WireGuard Reachability Monitor

Lightweight UDP-based monitoring service that continuously checks the reachability of WireGuard VPN endpoints. Detects network issues, DNS failures, and port unavailability with structured logging and failure alerting.

Overview

Property Value
Location hub2 (OVH Dedicated Server)
Container charliehub_wg_monitor
Service Type Observability (monitoring only)
Check Interval Every 5 minutes
Endpoints UK (51821), FR (51820)
Version 1.0 (Feb 2026)

!!! info "Purpose" Provides early warning of WireGuard endpoint unavailability.

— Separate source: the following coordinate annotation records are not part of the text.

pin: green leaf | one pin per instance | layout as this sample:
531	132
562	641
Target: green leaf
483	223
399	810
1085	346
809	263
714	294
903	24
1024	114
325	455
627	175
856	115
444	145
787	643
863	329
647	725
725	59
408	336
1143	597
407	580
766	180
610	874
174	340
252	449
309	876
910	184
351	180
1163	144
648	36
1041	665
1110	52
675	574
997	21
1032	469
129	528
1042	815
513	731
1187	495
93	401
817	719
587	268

Complements WAN Watcher's IP detection with active UDP reachability probes to catch network-level issues (firewall blocks, ISP changes, port failures) before VPN clients experience disconnections.

Architecture

┌─────────────────────────────────────┐
│  WG Monitor Service (Docker)        │
├─────────────────────────────────────┤
│  Every 5 minutes:                   │
│  1. Resolve uk-vpn.charliehub.net   │
│  2. Resolve fr-vpn.charliehub.net   │
│  3. UDP probe to (ip):51821 (UK)    │
│  4. UDP probe to (ip):51820 (FR)    │
│  5. Track consecutive failures      │
│  6. Alert on 3 consecutive failures │
│  7. Log results (structured)        │
└─────────────────────────────────────┘

How It Works

UDP Reachability Detection

The service uses UDP socket probes to test endpoint reachability:

def probe_udp_port(ip: str, port: int, timeout: int = 3) -> bool:
    sock = socket.socket(socket.AF_INET, socket.SOCK_DGRAM)
    sock.settimeout(timeout)

    try:
        sock.sendto(b"", (ip, port))  # Send empty datagram
    except socket.timeout:
        return True                    # No ICMP error = reachable
    except ConnectionRefusedError:
        return False                   # ICMP port unreachable

    try:
        sock.recvfrom(1024)           # Try to receive
    except socket.timeout:
        pass                           # No response but no error = reachable

    return True

What constitutes "reachable": - ✅ UDP socket sendto() succeeds - ✅ Socket timeout on send (no ICMP error) - ✅ No response to receive (UDP is stateless) - ❌ ConnectionRefusedError (ICMP port unreachable)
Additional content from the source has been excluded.